I look down at the charts I’m making. From what I can see so far, they started out with fifty minutes of heightened feedback and twenty of lowered. If my theory is right . . . and I am almost convinced that it is . . . they pass those longer periods in REM sleep and shorter in NREM. Fifty minutes of dreaming. Twenty minutes of rest.
B
ut over the hours, the REM activity has become longer and the NREM shorter. I check the timing of the last few periods of heightened and lowered feedback. It’s clear now that they are continually shifting by one minute each. More dreams, less rest.
No wonder their bodies are wearing out. Their heart rates are gradually getting weaker every hour. Their lungs are showing signs of exhaustion, their breathing becoming less regular. According to my calculations, their “rest” time is now down to twelve minutes. They’re going to burn out. And if what has happened to BethAnn, Remi, and Brett is any reflection of what is happening inside the dreams, if nothing is done, they’re all going to die.
I finish the charts. Why do the phases move by exactly sixty seconds each time? Perhaps because the Tower was regulated in minutes for the treatment.

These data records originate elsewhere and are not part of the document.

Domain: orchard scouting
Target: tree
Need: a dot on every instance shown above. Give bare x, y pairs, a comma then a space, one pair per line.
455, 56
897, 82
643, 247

The sleepers’ bodies were set, in a way, like a clock.
In any case, the regularity of the timing can’t be questioned. 50/20, 51/19, 52/18, 53/17 . . . No one can dispute that data: not even the researchers. How they interpret it is another matter. Which is why I need to carry out phase two of my plan: finding the videos of the moments of death. The times when the sleepers woke up and spoke.
Chapter 15
Cata
A FUZZY WHITENESS GROWS FROM A TINY PINPOINT to spread across my entire field of vision as I become aware of my surroundings. I’m lying on the ground . . . in the Void.
“What. Was. That?” I hear Sinclair’s voice and turn to see the others sprawled nearby. “I couldn’t even dream up something that freaky if I tried.”
We all push ourselves up. Fergus weaves on his feet before stretching out a hand to help me up. “You’re okay,” he says, checking me over.
“I don’t even remember what happened.” I rub my hand over the back of my head. As usual, my clothes are in pristine condition, I have no cuts or scrapes, but I’m so tired I feel like I was run over by a truck. Noticing me wobble, Fergus leads me to a couch, wraps his arm around me, and lets me lay my head on his shoulder. It feels so good that I close my eyes and just soak in the comfort of touching another person. Of letting go of all my defenses and trusting someone, if only for a moment.